Segmentation Fault – How Does a Segmentation Fault Work Under-the-Hood

kernelsegmentation faultshellsignals

I can't seem to find any information on this aside from "the CPU's MMU sends a signal" and "the kernel directs it to the offending program, terminating it".

I assumed that it probably sends the signal to the shell and the shell handles it by terminating the offending process and printing "Segmentation fault". So I tested that assumption by writing an extremely minimal shell I call crsh (crap shell).

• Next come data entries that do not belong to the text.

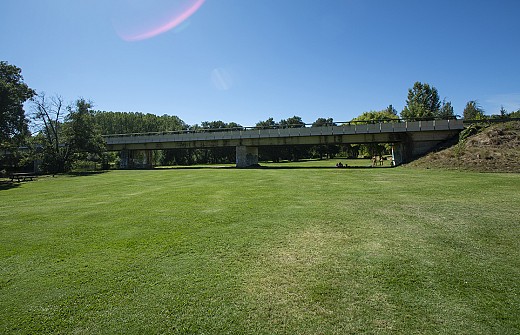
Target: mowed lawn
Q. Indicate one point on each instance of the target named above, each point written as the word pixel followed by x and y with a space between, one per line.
pixel 303 250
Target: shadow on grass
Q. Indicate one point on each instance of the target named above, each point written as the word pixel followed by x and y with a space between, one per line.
pixel 85 173
pixel 267 167
pixel 7 185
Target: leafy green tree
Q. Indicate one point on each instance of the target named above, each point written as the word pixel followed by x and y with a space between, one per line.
pixel 386 115
pixel 323 122
pixel 269 123
pixel 423 102
pixel 82 133
pixel 49 117
pixel 446 111
pixel 514 115
pixel 292 122
pixel 13 94
pixel 473 111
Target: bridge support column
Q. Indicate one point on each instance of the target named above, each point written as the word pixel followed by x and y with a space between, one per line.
pixel 246 156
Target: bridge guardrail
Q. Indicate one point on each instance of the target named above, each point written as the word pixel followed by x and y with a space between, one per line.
pixel 345 129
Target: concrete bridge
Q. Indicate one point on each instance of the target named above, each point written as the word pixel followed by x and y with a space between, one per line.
pixel 409 138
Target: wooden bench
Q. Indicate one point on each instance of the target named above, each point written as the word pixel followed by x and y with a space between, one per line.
pixel 19 177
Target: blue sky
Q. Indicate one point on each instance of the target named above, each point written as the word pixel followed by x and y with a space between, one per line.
pixel 248 60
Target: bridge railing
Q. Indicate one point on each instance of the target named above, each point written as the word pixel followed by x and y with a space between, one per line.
pixel 347 128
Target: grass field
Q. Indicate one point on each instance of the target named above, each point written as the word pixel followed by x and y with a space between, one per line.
pixel 301 250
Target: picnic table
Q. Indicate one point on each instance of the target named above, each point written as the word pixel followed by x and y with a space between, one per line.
pixel 22 176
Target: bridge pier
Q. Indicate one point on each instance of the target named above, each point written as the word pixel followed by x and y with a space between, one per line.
pixel 246 156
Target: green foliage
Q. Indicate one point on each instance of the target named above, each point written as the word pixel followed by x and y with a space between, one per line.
pixel 323 122
pixel 292 122
pixel 386 115
pixel 82 133
pixel 267 251
pixel 126 122
pixel 473 111
pixel 13 94
pixel 423 102
pixel 446 111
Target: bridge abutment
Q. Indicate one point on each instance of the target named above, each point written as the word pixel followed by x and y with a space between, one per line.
pixel 246 156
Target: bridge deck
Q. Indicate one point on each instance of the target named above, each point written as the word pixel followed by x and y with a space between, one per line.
pixel 118 141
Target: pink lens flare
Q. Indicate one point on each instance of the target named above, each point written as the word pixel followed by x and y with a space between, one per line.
pixel 182 11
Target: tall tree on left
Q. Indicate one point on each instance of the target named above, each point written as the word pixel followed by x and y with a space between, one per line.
pixel 13 94
pixel 49 118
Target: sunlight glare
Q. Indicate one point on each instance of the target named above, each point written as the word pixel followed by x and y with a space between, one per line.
pixel 136 21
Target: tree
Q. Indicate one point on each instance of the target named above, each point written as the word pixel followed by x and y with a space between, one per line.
pixel 49 118
pixel 388 114
pixel 322 122
pixel 81 131
pixel 13 94
pixel 292 122
pixel 385 115
pixel 473 111
pixel 269 123
pixel 446 110
pixel 423 102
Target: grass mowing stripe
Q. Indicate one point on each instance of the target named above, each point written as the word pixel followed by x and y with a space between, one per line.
pixel 268 251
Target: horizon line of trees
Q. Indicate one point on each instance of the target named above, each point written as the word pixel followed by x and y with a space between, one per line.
pixel 65 136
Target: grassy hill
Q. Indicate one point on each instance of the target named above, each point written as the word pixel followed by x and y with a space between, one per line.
pixel 482 149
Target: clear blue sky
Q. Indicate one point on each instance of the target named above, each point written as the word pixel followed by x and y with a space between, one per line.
pixel 248 60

This shell does not do anything except take user input and feed it to the system() method.

#include <stdio.h>
#include <stdlib.h>

int main(){
    char cmdbuf[1000];
    while (1){
        printf("Crap Shell> ");
        fgets(cmdbuf, 1000, stdin);
        system(cmdbuf);
    }
}

So I ran this shell in a bare terminal (without bash running underneath). Then I proceeded to run a program that produces a segfault. If my assumptions were correct, this would either a) crash crsh, closing the xterm, b) not print "Segmentation fault", or c) both.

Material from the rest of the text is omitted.